We can start with the obvious. Do you have contracts with your production and professional staff? Will these contracts do what you think they will do? How much will it cost you to enforce (defend) these agreements? Can you win or will you just use these to negotiate damages after the producer/professional and book have moved to a new home? Have you planned for all the peril of divorce?
Would all interests be better served to have agreements that anticipate changes and allow all to settle up on a mutually beneficial basis? (Before you say no. I’ve seen this done) Have you considered life and disability income buy-sell policies? Should you?
Do you have contingency plans in place in case of a catastrophic loss in your market service area? For example how about oil prices dropping from $100 to $20 a barrel in a one-year period and your book being all energy related.
Do you have a plan for additional locations for insurance agent access if you town’s biggest employer closes or your town is shut down for a significant period of time by a weather catastrophe? Have you thought of the consequences to your agency if you or a partner or key staff person is caught in a major scandal (a business partner is arrested for distribution of drugs, child molestation, etc.)? Don’t laugh. It happens!
Niche (affinity group) marketing can be great as long as the niches you focus on are growing and prospering. Unfortunately in this world of structural transformation, markets can change drastically and quickly. One example is a fitness club opening a huge facility in a small town. The market seems to be overserved by fitness clubs already. You need to be able to anticipate that there will be significant shrinkage in this niche in the next year or two.
Commission is the addiction of choice in our industry. We negotiate, cluster, consolidate books, etc. to drive our percentages higher and higher. Have you ever thought about what happens when it goes down? In 1975, some carriers paid 25% commission on homeowners insurance. As commissions trended downward, some said they would not sell homeowners policies for less than 20% commission. This is the wrong attitude. If you are in the homeowner’s insurance business today, you are doing what your predecessors said they wouldn’t do.
What if a carrier tomorrow went to a system of quoting net of commission or requiring full disclosure of commission? Could you still compete? Do you fear some of the lesser quality agents would steal your business with their lower fee? The better you are, the more vulnerable you are. If you do everything right, your competitors can steal your account by sacrificing commissions since they know they’ll work for less and will be okay at the reduced commission. If an agent is doing it wrong, he’ll have to work harder for less commission in order to make it right.
Years ago one of the best producers ever lost an account to one of the smartest producers ever-she told the client, Bill is a great producer, and I assure you he has you with the best carrier, at the best price with all the right coverages.
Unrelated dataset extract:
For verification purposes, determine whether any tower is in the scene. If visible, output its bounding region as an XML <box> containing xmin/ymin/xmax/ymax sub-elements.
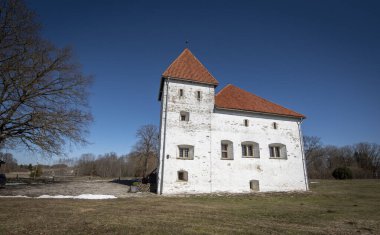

If you’ll sign this letter of record, I’ll do what he did at five percent less cost to you. The AoR was signed and the account moved!
Many other risks exist- consider additional government intervention, robots instead of laborers, driverless cars, artificial intelligence, direct writers, Zenefits engaging in the world of small HR online accounts, etc.
If you’re not changing as rapidly as the marketplace, you, your agency and your future are at great risk.